1) Hundreds of Millions.
2) Theoretically nothing, if you discount checkpoints. with checkpoints it's hard.
But then there's the social 51% attack where a tiny majority hold a massive percentage of the currency. When this occurs the market is open to extensive manipulation for the benefit of the few, as with real world economics (the 1%).
NXT is a good example of the social 51% attack, the top 33 accounts hold 51% between them. The top 50 accounts hold 61.2%. I'm quite sure the top 1% of accounts (400 ish) hold almost everything, with the other 99% playing with spare change.
sourceI think that's why you see so many NXT shills trying to ram it down everybodies throats on this forum.
First of all, Nxt is somewhat resistant to 90% attack of the underlying system. Because in order to build the longest chain, a 90% attacker would have to perform a whole lot of hashes to figure out which chain was the longest one in advance, that also excluded the blocks of all other forgers.
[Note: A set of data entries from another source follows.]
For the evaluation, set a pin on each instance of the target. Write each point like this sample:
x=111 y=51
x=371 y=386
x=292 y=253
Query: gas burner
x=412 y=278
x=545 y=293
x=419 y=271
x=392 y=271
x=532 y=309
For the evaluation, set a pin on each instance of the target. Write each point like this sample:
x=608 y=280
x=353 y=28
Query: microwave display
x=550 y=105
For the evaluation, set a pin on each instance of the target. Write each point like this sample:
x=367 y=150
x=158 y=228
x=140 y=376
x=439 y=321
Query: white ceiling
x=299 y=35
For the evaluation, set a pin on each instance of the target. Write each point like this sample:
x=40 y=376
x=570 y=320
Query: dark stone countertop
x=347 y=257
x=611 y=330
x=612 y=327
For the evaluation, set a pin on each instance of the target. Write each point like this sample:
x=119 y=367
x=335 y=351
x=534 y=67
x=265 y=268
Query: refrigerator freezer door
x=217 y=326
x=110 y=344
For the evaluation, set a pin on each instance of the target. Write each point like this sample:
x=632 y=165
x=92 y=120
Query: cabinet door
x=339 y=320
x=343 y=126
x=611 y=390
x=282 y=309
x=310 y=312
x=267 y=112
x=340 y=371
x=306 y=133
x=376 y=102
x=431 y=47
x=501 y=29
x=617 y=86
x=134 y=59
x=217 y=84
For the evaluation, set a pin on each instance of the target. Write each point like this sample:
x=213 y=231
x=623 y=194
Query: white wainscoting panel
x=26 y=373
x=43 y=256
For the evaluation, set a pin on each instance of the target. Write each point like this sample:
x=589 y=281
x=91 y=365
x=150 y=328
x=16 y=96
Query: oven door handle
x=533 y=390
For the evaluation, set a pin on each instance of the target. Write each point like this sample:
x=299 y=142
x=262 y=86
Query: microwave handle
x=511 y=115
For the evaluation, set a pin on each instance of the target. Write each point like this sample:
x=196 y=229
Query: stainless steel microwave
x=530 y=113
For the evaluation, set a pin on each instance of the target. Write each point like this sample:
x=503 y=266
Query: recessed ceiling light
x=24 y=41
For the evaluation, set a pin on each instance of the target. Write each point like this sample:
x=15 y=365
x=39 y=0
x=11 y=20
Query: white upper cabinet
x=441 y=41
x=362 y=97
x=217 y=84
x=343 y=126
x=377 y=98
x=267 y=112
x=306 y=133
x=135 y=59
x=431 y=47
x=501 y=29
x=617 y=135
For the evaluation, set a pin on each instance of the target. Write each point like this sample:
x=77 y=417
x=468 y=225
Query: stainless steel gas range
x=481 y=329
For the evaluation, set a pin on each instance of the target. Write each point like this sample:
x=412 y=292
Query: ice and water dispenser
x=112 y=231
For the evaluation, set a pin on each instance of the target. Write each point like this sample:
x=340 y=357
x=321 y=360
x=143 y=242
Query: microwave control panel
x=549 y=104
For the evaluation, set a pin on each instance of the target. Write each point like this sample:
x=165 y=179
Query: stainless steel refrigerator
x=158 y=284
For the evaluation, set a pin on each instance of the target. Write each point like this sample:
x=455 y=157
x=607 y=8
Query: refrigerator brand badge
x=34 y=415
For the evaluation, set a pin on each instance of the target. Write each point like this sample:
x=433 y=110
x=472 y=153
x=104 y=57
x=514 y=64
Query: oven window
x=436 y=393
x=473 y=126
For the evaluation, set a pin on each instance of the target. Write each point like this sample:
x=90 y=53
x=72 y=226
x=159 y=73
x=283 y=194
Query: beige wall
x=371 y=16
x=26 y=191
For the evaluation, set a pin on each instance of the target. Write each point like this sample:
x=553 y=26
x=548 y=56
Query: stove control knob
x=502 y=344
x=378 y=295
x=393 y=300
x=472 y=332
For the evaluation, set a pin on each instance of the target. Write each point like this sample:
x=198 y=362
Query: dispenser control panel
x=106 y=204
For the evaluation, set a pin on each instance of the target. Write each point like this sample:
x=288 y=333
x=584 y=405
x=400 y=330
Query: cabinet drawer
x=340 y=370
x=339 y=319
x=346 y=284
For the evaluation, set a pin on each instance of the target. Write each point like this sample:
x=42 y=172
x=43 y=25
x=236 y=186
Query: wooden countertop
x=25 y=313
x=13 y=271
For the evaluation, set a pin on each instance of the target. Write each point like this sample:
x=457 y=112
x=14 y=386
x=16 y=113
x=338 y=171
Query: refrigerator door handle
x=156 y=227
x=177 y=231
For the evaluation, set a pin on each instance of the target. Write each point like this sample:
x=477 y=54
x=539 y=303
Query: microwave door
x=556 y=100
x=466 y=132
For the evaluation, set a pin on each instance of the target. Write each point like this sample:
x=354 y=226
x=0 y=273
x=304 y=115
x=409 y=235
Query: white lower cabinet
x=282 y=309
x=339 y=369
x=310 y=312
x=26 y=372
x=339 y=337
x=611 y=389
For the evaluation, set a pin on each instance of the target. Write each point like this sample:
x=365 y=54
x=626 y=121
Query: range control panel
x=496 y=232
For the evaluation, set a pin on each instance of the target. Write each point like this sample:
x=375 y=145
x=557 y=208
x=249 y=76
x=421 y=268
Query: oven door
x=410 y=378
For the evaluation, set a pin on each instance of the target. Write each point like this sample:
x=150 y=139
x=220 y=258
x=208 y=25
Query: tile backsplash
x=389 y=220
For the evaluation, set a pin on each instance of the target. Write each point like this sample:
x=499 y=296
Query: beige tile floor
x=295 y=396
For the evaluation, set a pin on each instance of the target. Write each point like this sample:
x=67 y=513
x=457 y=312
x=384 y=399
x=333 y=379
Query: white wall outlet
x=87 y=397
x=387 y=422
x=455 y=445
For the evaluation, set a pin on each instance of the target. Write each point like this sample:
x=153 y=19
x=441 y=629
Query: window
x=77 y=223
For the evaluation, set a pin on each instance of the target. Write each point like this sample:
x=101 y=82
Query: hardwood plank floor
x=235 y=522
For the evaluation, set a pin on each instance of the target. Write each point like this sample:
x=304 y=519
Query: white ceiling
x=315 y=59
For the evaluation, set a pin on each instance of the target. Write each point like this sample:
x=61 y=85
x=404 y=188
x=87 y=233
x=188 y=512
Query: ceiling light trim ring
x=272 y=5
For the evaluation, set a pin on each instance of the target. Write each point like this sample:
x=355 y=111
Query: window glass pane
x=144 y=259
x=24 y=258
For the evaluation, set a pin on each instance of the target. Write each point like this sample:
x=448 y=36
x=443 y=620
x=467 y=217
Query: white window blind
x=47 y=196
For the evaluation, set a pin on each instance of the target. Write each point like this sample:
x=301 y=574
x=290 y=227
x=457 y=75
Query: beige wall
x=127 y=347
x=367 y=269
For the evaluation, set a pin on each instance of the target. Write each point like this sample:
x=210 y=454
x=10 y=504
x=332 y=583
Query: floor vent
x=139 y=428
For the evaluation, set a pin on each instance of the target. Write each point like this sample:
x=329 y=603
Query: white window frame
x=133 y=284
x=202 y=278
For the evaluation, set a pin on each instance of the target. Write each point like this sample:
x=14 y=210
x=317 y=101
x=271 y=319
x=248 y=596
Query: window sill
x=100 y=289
We're talking 10^100 hashes or something in that range... probably much, much higher. Those would have to be done within about 12 hours time. Considering that it would take the entire Bitcoin network, by far the biggest source of hashing power, approximately 2^75 years to calculate that.. I'm not all that worried.
Certainly, the more decentralized the better when it comes to crashing the price but.. if you consider Nxt like a stock, it is much more decentralized than that of any big company out there that I know of.
In Bitcoin, 2 or 3 guys could gang up and take down Bitcoin or hold it hostage when it gets big enough.. imagine once Bitcoin grew to be US dollar sized and 3 guys could threaten to take down the network(or be hacked or a terrorist organization threatens them by saying they'll kill their kids, or whatever) in Nxt, you'd need 33 accounts to do so? And even then, you'd knock out some of Nxt's cooler features but the main network features could still continue to run even against that attack. And not only that but it is getting better distributed with time, I think the constant downward pressure on the price is proof of that as those with big accounts are continuing to cash out over time.
In Ripple's case, yeah I stayed away from Ripple once I heard that the company held onto 90+% of the stock.. but in Nxt's case, I just don't see it as that big of a risk.